What does it mean to be a woman in manufacturing?

By Penny Brown, Director, AMT Marketing & Communications

It was my fourth time at IMTS this year, and walking the halls in this most recent edition, I had two thoughts about the attendees. First: Wow, they are really getting younger! Second: There are a lot more women here, and (thankfully) they aren’t just “booth talent.”

During the show, I was lucky enough to attend Gardner Business Media’s Girls Night Out, an event that has grown each year since its inception. It was great to connect with old friends and make some new ones, especially as these are women who are making an impact as manufacturing leaders, and I’m proud to say that many of them are members of AMT.

Right after the close of IMTS, Women in Manufacturing hosted its annual summit in Nashville, welcoming hundreds of women for plant tours, professional development sessions, mentor/mentee matchmaking, and networking. Hats off to a great team at WiM for building such an incredible network that just continues to grow!

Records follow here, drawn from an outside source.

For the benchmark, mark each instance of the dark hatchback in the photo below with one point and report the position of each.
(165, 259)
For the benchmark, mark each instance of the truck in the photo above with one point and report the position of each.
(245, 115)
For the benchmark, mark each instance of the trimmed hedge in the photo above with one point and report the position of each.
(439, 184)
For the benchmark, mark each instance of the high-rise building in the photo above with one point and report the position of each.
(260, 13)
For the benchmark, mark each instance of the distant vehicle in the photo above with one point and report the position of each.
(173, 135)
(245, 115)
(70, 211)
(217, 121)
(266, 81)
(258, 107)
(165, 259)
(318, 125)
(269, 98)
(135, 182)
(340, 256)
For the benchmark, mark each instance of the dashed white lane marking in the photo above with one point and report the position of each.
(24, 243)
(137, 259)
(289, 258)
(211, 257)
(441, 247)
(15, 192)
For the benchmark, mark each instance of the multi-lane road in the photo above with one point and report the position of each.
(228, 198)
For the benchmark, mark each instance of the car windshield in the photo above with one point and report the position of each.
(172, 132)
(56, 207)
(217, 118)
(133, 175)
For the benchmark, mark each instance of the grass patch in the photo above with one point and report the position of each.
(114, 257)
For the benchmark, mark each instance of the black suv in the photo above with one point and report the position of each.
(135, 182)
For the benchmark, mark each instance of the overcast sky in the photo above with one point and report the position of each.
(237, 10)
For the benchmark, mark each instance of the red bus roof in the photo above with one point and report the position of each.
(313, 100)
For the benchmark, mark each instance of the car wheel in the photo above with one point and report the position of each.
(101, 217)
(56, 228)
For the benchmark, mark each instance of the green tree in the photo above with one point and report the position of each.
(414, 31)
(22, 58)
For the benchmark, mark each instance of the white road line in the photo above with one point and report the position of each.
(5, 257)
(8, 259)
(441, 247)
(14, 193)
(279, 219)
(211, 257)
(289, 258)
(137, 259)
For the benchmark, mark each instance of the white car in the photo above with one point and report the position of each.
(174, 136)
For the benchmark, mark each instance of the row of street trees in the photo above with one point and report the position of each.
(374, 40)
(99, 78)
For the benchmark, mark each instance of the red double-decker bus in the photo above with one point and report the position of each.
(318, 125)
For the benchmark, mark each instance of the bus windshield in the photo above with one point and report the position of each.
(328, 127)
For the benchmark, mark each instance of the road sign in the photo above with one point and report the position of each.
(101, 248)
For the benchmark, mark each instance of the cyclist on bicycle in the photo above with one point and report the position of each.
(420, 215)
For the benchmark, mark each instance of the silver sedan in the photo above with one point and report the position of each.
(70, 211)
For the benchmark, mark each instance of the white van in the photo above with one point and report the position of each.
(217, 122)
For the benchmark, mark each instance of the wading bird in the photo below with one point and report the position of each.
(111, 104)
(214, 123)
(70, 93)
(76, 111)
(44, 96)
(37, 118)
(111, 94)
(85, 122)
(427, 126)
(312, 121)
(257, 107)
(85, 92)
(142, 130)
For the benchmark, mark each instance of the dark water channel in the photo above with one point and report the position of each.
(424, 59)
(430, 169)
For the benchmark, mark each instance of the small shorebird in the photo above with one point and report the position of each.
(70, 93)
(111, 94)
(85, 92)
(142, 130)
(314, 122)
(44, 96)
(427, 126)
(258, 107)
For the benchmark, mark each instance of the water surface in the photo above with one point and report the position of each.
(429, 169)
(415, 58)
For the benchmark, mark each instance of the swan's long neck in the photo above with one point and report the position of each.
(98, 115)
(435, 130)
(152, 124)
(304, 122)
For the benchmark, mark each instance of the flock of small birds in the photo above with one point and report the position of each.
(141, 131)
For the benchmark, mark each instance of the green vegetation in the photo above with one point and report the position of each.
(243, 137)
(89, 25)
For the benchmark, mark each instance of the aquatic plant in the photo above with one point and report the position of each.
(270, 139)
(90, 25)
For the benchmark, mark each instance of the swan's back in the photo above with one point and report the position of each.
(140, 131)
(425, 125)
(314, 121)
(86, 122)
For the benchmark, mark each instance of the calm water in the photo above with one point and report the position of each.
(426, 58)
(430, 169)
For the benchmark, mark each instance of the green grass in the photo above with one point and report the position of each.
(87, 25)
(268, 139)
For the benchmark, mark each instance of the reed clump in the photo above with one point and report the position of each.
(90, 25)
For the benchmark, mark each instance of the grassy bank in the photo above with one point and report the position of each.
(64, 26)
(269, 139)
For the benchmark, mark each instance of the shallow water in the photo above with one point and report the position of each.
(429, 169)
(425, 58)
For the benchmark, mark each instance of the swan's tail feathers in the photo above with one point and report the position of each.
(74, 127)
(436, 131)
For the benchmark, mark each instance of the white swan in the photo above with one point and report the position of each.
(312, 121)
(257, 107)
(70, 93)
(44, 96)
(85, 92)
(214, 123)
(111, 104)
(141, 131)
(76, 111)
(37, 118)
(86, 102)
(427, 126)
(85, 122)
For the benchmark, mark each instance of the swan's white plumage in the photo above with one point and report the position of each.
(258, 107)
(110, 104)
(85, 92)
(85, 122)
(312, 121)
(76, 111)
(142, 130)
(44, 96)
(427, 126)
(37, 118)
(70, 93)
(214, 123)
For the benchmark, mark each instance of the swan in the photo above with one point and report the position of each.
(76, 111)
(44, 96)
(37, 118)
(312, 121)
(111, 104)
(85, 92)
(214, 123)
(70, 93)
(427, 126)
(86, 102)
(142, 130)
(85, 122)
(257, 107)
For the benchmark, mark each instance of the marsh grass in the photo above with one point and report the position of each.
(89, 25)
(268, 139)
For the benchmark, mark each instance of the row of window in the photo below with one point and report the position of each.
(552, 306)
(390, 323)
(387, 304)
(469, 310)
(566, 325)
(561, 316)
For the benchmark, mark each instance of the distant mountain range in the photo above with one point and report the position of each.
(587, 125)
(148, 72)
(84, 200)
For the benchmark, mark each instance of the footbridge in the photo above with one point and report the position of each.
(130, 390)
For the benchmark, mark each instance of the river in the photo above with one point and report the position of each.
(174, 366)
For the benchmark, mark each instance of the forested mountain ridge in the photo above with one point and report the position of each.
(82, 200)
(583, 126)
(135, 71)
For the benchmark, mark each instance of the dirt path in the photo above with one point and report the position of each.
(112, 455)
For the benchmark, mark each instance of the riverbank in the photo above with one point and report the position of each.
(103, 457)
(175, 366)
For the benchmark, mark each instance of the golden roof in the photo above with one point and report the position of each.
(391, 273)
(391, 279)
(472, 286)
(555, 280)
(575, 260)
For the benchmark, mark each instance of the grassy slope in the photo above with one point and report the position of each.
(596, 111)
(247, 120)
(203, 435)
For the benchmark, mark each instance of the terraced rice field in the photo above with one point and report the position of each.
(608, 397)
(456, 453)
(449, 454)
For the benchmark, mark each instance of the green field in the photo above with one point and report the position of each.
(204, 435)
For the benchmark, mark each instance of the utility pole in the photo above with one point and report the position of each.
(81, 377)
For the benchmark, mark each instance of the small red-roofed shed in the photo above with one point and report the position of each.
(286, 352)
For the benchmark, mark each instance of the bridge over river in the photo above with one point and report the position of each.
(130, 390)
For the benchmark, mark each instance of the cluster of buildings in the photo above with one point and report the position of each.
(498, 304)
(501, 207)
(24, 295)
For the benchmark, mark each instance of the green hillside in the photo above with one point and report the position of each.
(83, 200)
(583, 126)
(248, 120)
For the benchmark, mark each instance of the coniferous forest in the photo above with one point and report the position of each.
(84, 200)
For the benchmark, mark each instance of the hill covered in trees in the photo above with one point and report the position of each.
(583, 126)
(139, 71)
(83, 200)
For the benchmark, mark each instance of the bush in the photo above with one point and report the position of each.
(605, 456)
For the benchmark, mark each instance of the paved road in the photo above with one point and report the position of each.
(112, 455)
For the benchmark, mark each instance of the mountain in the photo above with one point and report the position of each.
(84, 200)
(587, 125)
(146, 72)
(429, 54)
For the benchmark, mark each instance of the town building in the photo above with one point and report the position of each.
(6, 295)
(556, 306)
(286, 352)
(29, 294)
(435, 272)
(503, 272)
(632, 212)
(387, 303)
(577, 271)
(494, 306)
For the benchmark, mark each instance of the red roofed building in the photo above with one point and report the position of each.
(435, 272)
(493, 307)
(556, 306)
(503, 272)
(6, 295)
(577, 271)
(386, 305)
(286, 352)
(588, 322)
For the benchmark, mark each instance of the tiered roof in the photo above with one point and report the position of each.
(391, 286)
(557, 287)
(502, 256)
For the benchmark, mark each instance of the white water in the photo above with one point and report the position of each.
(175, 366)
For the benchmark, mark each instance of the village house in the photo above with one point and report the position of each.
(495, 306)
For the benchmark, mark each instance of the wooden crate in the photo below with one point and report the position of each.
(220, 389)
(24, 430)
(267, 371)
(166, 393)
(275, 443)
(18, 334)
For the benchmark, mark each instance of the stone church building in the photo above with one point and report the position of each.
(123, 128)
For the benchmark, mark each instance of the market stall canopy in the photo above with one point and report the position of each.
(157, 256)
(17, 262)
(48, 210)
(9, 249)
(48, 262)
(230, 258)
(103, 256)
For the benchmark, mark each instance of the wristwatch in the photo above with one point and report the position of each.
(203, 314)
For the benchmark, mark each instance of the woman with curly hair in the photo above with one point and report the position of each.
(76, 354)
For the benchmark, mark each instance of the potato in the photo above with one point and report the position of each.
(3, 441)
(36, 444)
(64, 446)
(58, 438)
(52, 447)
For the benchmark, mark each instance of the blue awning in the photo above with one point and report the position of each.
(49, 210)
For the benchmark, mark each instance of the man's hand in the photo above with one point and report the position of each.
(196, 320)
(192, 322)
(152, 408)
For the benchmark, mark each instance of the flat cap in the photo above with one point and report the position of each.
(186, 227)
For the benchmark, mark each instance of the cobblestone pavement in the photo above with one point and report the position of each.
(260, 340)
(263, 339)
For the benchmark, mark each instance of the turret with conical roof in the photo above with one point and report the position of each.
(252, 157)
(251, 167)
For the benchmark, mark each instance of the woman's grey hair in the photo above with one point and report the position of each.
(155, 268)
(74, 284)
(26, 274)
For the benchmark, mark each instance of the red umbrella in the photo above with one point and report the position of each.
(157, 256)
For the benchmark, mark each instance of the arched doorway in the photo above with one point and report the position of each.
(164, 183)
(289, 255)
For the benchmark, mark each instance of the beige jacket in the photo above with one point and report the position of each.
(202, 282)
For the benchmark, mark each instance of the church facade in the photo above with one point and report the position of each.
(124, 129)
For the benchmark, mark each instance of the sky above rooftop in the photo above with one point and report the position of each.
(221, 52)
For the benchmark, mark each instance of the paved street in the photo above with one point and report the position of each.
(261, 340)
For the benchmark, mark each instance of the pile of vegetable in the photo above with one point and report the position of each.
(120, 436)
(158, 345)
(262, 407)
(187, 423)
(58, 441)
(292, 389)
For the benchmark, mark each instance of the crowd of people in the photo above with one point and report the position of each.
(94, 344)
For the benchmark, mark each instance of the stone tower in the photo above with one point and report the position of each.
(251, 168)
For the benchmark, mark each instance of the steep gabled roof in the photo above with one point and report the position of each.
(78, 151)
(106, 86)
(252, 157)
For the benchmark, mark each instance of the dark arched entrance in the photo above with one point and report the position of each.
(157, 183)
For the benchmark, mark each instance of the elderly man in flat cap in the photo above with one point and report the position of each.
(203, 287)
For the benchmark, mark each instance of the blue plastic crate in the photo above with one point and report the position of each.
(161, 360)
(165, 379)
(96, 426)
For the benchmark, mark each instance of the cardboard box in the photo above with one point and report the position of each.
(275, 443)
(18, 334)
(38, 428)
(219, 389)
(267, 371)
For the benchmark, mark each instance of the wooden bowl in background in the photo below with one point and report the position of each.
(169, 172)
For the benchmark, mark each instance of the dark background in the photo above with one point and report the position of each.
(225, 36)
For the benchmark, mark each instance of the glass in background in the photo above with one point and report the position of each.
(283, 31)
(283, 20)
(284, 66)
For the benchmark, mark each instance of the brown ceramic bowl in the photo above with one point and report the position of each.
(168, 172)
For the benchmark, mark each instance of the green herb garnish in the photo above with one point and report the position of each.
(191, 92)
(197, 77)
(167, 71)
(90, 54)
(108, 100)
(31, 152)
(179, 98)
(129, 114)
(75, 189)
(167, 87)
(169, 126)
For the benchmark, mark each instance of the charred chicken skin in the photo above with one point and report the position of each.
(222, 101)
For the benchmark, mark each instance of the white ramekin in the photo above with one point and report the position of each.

Some might question why it’s necessary to have women-focused events when there are so many other industry events in manufacturing. But in an era where there is open discussion about women’s challenges in the workplace (see “mansplaining”), these types of connections are really important, especially in a male-dominated industry.

Ladies, we are arriving, but we’ve still got a ways to go.

According to a 2015 report by Deloitte and The Manufacturing Institute, women make up 47 percent of the overall workforce but just 27 percent of the manufacturing workforce. Simply put, it can get lonely for a woman on the factory floor. At a time when manufacturing is seeing a desperate need for skilled workers, it seems that it’s a very good time to address ways to tap this vast talent pool.

I see this as part of the image campaign for our industry. Like young people, women need to see the value of a manufacturing career, but they also need to feel like there is a place for them in it. Whether their skill is design, management, engineering, or some other area of business, diversity is proven to improve a company’s competitiveness and innovation – real bottom-line reasons to make sure your workforce includes a gender balance at ALL levels of your organization.

The Deloitte study showed that three factors were key talent initiatives for attracting more women to manufacturing: Flexible work practices; formal and informal mentorship and sponsorship programs; and identifying and increasing the visibility of key leaders who serve as role models for employees. If you look at your business, have you made efforts to implement these types of practices?

If you are a woman in manufacturing, reach out. Make connections with other women. Become a mentor or seek one for yourself. Work with other leaders at your company to implement best practices for attracting women to your company. As a team, we are stronger together!